Très rapidement, s’impose donc que l’idée monothéiste peut se pratiquer de deux manières
opposées : de façon inclusive tout d’abord, à savoir que tous les hommes vénèrent le même dieu,
ou exclusive, c’est-à-dire que la foi monothéiste permet discerner, de distinguer, voire de séparer
les religions bibliques des autres croyances. On perçoit alors toute la difficulté à appréhender le
monothéisme et surtout, à le penser. Pourtant, l’injonction du Deutéronome est sans ambiguïté :
« Tu n’auras pas d’autres dieux face à moi. »Et pourtant, l’image d’un dieu solitaire semble
beaucoup plus compliquée à concevoir. Cette complexité est peut-être le résultat de l’opposition
entre le polythéisme et le monothéisme, longtemps présentés de façon manichéenne. Le combat et
les enjeux entre le bien (monothéisme) et le mal (polythéisme) ont par conséquent grandement
simplifiés les idées. Avec la découverte des autres grandes religions à la fin du XVIIème siècle,
certains missionnaires jésuites osent écrire que tout n’est pas mauvais dans les religions païennes.

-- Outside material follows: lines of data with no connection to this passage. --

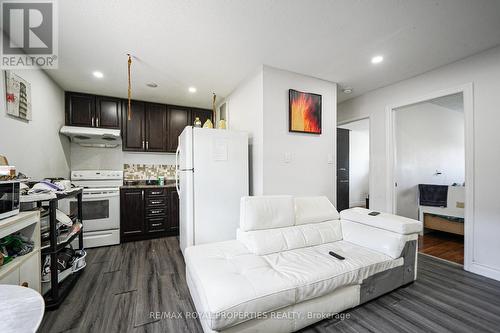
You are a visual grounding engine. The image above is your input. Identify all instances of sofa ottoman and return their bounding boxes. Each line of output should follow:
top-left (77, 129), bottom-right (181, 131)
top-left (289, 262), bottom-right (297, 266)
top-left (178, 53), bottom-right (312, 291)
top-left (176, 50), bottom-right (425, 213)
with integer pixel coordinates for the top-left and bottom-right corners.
top-left (185, 196), bottom-right (422, 332)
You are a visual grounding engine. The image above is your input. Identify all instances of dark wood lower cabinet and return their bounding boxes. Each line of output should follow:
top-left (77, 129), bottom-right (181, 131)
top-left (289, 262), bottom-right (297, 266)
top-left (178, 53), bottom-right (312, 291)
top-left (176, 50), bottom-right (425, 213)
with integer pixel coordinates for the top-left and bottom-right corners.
top-left (120, 187), bottom-right (179, 242)
top-left (120, 189), bottom-right (144, 239)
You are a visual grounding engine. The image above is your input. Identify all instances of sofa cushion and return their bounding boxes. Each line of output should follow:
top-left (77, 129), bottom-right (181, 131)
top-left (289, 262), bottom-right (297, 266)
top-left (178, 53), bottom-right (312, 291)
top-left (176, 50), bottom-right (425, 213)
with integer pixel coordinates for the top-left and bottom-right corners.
top-left (236, 220), bottom-right (342, 255)
top-left (185, 241), bottom-right (402, 331)
top-left (340, 207), bottom-right (422, 235)
top-left (240, 195), bottom-right (295, 231)
top-left (340, 220), bottom-right (418, 259)
top-left (294, 196), bottom-right (340, 225)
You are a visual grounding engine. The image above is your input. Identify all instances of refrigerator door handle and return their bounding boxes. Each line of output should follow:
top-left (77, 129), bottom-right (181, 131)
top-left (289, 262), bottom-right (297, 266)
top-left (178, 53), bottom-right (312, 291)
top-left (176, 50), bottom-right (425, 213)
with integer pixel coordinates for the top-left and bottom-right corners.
top-left (175, 146), bottom-right (181, 195)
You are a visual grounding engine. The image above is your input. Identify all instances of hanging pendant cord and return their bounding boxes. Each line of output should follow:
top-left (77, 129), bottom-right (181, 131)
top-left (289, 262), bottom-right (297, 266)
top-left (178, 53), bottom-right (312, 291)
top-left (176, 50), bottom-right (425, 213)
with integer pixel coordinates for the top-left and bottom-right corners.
top-left (127, 54), bottom-right (132, 120)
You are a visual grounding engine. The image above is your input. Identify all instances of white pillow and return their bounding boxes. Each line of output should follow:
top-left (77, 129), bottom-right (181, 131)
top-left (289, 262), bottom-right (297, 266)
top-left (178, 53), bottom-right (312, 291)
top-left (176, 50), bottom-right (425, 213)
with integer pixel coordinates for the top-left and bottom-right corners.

Puis, au XVIIIème siècle, Voltaire et Diderot surtout ouvrent une brèche en soumettant l’idée que
les dieux sont pensés par les hommes. Enfin, un dernier tournant a enfoncé le clou avec
l’apparition de l’histoire des religions puis de l’ethnologie au XIXème siècle.
Les chercheurs en ont donc déduits que derrière ce polythéisme, se cachait un monothéisme
fondamental qui était tu dans la mesure où ce dieu était si lointain qu’il n’était pas menaçant.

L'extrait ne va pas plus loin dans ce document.